The #1 Fastest Growing Company in 2009 Fails to Follow Market Signals
Blackberry, which just reported a $4.4 billion loss and a 56 percent revenue decline for its fiscal third quarter, believes it knew better what consumers wanted in smart phones. As a result, it took Blackberry six years to come out with a phone that better fit the growing demand for cheaper phones with apps and more powerful operating systems – a market being served by Apple and manufacturers of Android devices. An article in The Globe and Mail quoted an unnamed Blackberry stakeholder:
“The problem wasn’t that we stopped listening to customers,” said one former RIM insider. “We believed we knew better what customers needed long term than they did.”
So, Blackberry “listened” to what customers said and ignored the information. Isn’t that the same as not listening?
Lululemon Founder Chip Wilson Blames Overweight Women in Very Public Gaffe
This example is egregious, because the founder of the company blamed overweight women’s thights for problems with. It’s a shame because apparently the brand had great growth and potential. When asked about the problem in an interview on Bloomberg TV (as quoted in the Huffington Post), Wilson said the following:
“They don’t work for some women’s bodies,” Wilson said…. “It’s really about the rubbing through the thighs, how much pressure is there over a period of time, how much they use it.”
The CEO of Lululemon and Wilson have since stepped down from the company.
Sriracha Maker Fails to Respond to Community Complaints and Lawsuit
In response to community complaints that a new manufacturing plant was emitting extremely strong odors, the Huy Fong Foods company said it would look into the problem, yet failed to act. The company, which relies on a small window in which it processes fresh chiles into its #1-selling Sriracha sauce, has now been ordered to stop processing for 30 days by state health officials. As an example of the company attitude toward consumers, the founder said this in an interview with CBS News:
“If you don’t like my product, what happened with you? Something wrong,” he said. “We do the fresh one, the best one, the cheapest one.”
In a growing market (top chefs specify Sriracha sauce in their recipes, people write Sriracha cookbooks, people share their Sriracha videos and stories on social media), the founder of the leading brand is risking losing out.

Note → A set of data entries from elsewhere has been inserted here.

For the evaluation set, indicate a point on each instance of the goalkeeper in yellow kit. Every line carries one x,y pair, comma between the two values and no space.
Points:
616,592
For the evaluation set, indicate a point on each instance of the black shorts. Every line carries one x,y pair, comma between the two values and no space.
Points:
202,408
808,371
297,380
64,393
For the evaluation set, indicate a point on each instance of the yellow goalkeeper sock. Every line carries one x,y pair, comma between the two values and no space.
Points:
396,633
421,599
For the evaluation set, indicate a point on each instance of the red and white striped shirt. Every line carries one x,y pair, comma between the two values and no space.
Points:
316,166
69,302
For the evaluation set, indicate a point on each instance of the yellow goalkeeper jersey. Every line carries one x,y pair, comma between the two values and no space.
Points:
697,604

There are already many imitators of the Sriracha signature brand with the green cap and rooster on the bottle that threaten Huy Fong Foods market leadership.
Blackberry’s failure to listen is tragic, as it resulted in the decline of a top brand and the loss of jobs for thousands of people. Lululemon’s attempt to blame overweight women for product problems may be poor judgment on the part of its founder. Huy Fong Foods appeared to be unprepared for any contact with the media. They had little publicity in the past and didn’t appear prepared for the kind of attention they’ve received.
Listening is more important than ever, since social sharing accelerates consumer sentiment for your brand. Listen to what your customers are saying. Don’t ignore what you learn. Don’t explain it away or blame something or someone else – especially the customer!